ABSTRACT

In our current world, we often face the concomitant needs of maintaining privacy and revealing to others to attain medical care, establish friendships, sustain family relationships, open bank accounts, get a passport, and talk to our clergy. In all cases, to achieve these goals, we have to tell others our private information. When we make these disclosures, we create a bond with the recipient. There is an implicit or explicit contract that we establish with the "confidant." We think about the targets of our disclosure as people who are likely to keep our information "confidential." Yet, there are many incidents where the contract of confidentiality is breached in ways that violate our trust, undercut our privacy, and compromise our expectations about the nature of confidentiality. While we see these issues in our everyday life, the instability of faith in maintaining privacy has both personal and societal consequences. As Kenneth Prewitt, former director of the U.S. Census Bureau, points out, it is difficult to have the kind of democracy we enjoy in the United States without access to information.
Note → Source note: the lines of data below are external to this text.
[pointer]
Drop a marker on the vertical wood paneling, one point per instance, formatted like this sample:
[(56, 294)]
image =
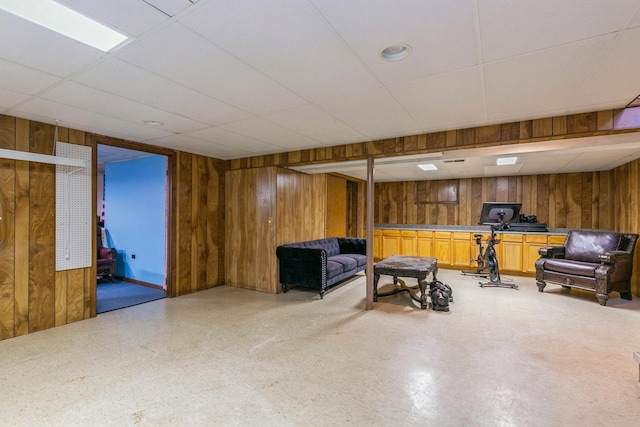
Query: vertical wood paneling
[(7, 230), (22, 215), (41, 232)]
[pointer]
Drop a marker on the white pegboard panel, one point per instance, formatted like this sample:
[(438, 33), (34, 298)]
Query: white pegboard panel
[(73, 209)]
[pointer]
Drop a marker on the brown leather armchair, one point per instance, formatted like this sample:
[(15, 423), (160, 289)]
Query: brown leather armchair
[(594, 260), (106, 263)]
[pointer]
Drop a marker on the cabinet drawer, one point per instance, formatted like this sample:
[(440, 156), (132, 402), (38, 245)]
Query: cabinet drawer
[(536, 238)]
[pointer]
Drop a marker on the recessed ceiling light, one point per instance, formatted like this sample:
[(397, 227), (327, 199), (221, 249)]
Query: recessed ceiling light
[(502, 161), (65, 21), (396, 52), (428, 167)]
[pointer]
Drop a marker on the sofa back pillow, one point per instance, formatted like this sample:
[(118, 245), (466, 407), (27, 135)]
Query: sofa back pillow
[(587, 245)]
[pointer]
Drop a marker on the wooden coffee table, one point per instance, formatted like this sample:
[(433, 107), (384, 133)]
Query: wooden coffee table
[(406, 266)]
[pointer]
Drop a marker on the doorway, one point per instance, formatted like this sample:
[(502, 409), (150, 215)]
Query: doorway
[(132, 215)]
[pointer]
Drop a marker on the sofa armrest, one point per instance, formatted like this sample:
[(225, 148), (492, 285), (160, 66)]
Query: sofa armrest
[(552, 252), (352, 245), (614, 257)]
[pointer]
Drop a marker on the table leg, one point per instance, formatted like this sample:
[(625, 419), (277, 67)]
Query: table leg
[(376, 278), (423, 293)]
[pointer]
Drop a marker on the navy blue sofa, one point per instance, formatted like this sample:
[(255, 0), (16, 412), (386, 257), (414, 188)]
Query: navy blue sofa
[(320, 264)]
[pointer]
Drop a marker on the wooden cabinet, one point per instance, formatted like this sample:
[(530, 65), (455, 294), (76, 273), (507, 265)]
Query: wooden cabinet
[(408, 240), (532, 244), (377, 244), (517, 253), (461, 245), (424, 243), (510, 252), (442, 247), (556, 240)]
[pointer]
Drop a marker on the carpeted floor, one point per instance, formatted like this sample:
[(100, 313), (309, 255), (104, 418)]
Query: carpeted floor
[(113, 296)]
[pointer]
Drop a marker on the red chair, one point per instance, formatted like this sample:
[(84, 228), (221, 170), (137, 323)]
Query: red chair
[(106, 258)]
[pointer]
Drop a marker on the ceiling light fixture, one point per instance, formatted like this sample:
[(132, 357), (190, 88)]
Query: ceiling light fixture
[(428, 167), (503, 161), (396, 52), (65, 21)]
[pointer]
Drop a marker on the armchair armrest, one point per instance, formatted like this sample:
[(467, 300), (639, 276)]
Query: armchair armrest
[(614, 257), (552, 252)]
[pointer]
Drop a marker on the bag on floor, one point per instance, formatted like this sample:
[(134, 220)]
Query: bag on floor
[(441, 295)]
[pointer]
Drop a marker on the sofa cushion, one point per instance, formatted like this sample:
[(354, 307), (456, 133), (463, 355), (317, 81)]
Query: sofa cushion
[(334, 268), (361, 260), (348, 263), (584, 245), (576, 268)]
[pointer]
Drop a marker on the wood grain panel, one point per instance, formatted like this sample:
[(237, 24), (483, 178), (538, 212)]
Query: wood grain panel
[(7, 230), (41, 232)]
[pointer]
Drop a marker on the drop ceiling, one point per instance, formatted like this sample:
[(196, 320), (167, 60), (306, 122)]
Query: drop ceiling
[(231, 79)]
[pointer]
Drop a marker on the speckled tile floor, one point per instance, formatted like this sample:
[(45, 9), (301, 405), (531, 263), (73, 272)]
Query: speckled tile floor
[(228, 356)]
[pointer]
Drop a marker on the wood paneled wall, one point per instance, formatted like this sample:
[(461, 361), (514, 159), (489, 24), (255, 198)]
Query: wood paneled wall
[(551, 128), (198, 192), (576, 200), (33, 296), (267, 207)]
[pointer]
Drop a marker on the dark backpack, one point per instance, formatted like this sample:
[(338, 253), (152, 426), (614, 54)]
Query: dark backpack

He notes that, "if privacy issues [and the belief in confidentiality] begin to erode the information base of our democracy, there is a high price to pay" (Prewitt, 2005, p. 17). This chapter uses communication privacy management theory (Petronio, 2002) to explore the relationship between privacy and confidentiality to better understand the reasons why people are increasingly finding it difficult to have faith in the notion of confidentiality.